Cette réalité sanitaire et sociale n’a guère ébranlé l’insensibilité marmoréenne du Medef. Ce dernier a continuellement essayé de dissimuler les ravages, en termes de baisse d’indemnisation, engendrés par l’entrée en vigueur, le 1er octobre 2014, de la nouvelle convention d’assurance chômage sur les droits rechargeables. « Nous avions prévenu dès le mois de juillet que ce texte constituait une gigantesque arnaque, lâche Vladimir du comité CGT chômeurs rebelles du Morbihan. Et le nouvel accord du 25 mars n’est qu’un écran de fumée supplémentaire. » Pourtant, le mécanisme des droits rechargeables avait été vendu par le Medef, la CFDT, FO et la CFTC comme très favorable aux personnes contraintes d’enchaîner les périodes de labeur et d’oisiveté. Le cumul des heures travaillées ouvrant droit à indemnisation devaient permettre de prendre en charge les 6 chômeurs sur 10 qui, jusqu’à présent, ne percevaient rien. Cela, c’était l’objectif généreusement affiché. La réalité était fort différente puisqu’il s’agissait en priorité de réaliser 450 millions d’euros d’économie sur le dos de 500 000 chômeurs, dixit l’Unedic elle-même dans plusieurs documents de travail1. Depuis le 1er octobre 2014, le droit rechargeable permet à un chômeur de préserver des droits à indemnisation en cas de reprise d’emplois, alors qu’il en perdait une partie auparavant. Toutefois, lorsqu’un salarié perd son emploi, il doit épuiser ses anciens droits à indemnisation, s’il lui en reste, avant d’en obtenir de nouveaux.

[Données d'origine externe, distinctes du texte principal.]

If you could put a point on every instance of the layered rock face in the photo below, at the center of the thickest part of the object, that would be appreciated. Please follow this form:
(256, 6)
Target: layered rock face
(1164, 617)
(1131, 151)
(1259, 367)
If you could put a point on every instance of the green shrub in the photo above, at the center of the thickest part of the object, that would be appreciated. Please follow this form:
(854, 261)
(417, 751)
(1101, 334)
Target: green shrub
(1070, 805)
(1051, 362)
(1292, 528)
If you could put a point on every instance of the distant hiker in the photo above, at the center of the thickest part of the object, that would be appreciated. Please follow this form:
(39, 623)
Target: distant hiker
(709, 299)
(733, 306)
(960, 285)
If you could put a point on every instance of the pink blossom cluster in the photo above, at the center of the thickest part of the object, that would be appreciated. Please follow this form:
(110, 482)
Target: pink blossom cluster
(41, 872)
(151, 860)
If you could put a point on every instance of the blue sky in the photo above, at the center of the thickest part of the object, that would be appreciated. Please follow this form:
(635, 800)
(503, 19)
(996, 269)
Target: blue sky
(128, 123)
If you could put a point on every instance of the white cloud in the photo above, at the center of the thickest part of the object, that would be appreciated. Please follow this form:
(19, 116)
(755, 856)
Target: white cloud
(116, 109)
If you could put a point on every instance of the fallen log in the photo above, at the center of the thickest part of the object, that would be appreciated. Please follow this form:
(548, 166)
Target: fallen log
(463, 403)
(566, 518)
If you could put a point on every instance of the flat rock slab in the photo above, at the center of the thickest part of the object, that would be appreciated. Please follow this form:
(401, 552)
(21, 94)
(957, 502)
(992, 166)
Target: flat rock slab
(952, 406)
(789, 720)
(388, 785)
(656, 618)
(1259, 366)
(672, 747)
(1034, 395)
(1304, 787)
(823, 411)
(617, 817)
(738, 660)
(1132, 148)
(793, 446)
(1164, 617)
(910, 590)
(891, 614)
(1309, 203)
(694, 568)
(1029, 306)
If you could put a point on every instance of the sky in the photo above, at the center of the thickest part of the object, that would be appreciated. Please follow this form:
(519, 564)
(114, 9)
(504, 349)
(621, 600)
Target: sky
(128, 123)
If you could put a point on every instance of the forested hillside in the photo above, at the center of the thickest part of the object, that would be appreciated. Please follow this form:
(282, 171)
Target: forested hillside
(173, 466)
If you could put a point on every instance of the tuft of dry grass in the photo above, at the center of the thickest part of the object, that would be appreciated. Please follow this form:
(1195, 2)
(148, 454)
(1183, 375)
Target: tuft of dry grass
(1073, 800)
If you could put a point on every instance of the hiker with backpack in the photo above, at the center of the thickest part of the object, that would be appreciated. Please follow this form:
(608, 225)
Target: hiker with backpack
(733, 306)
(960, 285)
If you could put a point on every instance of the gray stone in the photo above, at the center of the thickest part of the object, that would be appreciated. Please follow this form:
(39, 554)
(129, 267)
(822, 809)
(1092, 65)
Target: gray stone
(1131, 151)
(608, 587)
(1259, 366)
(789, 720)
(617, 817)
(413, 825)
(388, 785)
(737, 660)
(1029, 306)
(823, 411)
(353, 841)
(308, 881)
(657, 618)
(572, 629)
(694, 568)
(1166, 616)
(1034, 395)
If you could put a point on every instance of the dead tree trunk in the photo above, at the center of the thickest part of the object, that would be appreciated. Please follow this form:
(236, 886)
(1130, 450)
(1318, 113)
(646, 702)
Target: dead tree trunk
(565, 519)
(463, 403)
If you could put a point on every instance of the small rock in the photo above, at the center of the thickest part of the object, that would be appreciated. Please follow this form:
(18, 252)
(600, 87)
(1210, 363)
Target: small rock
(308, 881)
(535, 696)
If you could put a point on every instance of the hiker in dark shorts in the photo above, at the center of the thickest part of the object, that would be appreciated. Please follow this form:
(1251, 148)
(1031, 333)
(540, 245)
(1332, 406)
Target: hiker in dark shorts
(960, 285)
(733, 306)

Il peut donc se trouver pénalisé si ses anciens droits sont inférieurs aux nouveaux. Une personne indemnisée sur la base d’un précédent salaire de 600 euros mensuel qui aurait trouvé un emploi en CDD payé 1 500 euros sera donc indemnisée sur 600 euros au terme de son CDD alors que dans l’ancien mode de calcul, elle aurait pu toucher 1 100 euros.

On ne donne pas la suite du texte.